In the wake of Funk, Michigan courts have imposed liability under the common work area doctrine in a variety of situations. See Plummer v. Bechtel Construction Co., 440 Mich. 646 (1992) (where a subcontractor's employee fell from a catwalk and was injured); see also Erickson v. Pure Oil Co., 72 Mich. App. 330 (1976) (where an iron worker fell off the roof of a construction site). Nevertheless, the Court is unaware of any case where the courts have found a tool work station to be a common work area. This Court is not inclined to further extend the common work area doctrine to include such an area.
The rationale of Funk and its progeny is that it is sometime appropriate to require general contractors to provide safety precautions for common work areas in order to promote the public policy reason of increased work-site safety. See Plummer v. Bechtel, 440 Mich. at 668 ("The common work area formulation sought to distinguish between a case where it was appropriate to impose overall safety responsibility on the general contractor and one where it would not be appropriate."). With this rationale in mind, the Court believes that it is not appropriate to impose liability in the present case.
Plaintiff has not presented the Court with any evidence showing that Defendant Expo controlled the table saw where Plaintiff was injured. Instead, the evidence before the Court suggests that Plaintiff's employer CSS supervised the carpentry and controlled the table saw. CSS foreman Ed Milne explained in his deposition that CSS's policy, since it is a union, is that "[Expo] can't touch tools or fabricate anything, run equipment." See Defendant's Brief, Exhibit J, at 11. Furthermore, Milne explained that he was in charge of assigning the carpenters and to make sure that only the carpenters were doing the work. See id. Based on these facts, CSS was in the best position to prevent the injury and to safeguard its workers.

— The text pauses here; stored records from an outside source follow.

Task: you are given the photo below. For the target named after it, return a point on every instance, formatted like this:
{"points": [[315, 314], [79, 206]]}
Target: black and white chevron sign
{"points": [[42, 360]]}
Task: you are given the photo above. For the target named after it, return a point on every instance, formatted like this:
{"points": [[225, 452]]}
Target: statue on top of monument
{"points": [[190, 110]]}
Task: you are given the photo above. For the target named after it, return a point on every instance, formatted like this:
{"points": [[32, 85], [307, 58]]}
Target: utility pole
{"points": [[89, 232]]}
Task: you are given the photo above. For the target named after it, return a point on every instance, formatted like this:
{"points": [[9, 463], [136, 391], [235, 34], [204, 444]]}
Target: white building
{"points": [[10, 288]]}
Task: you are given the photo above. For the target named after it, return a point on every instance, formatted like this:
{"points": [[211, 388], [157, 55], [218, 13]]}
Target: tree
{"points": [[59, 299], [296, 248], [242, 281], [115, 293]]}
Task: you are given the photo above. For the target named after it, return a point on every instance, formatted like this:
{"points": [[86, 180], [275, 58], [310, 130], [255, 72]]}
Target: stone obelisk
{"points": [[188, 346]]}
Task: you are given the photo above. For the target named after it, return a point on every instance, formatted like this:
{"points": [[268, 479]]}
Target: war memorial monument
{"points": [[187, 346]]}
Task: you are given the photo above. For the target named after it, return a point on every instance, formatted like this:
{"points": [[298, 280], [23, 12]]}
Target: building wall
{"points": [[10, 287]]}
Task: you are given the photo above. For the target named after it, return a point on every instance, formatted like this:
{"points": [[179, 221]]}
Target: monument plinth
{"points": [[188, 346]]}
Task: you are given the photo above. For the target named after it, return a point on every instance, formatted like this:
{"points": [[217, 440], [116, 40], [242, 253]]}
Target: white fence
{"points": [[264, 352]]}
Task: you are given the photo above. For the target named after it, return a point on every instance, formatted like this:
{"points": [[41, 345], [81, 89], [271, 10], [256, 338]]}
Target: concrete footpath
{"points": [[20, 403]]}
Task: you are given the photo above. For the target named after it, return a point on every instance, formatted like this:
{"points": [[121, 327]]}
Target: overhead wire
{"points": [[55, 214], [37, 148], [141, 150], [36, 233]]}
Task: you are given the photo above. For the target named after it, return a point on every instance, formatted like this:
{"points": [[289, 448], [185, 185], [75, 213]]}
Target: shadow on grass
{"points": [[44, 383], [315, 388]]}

Because Funk's rationale for extending liability to the general contractor does not exist in the present case, the Court does not believe it is appropriate to extend the "common area" doctrine to require general contractors to provide safety precautions for the tools used by the employees of their subcontractors. For these reasons, Count 3 of Plaintiff's Complaint (Retained Control and Common Work Area Liability) should be dismissed.
V. CONCLUSION
For the above reasons, the Court HEREBY GRANTS Defendant's Motion for Summary Judgment as to Counts 2 (Direct Liability) and 3 (Retained Control and Common Work Area Liability) of Plaintiff's Complaint. The Court HEREBY DENIES Defendant's Motion for Summary Judgment as to Count 1 (Vicarious Liability).IT IS SO ORDERED.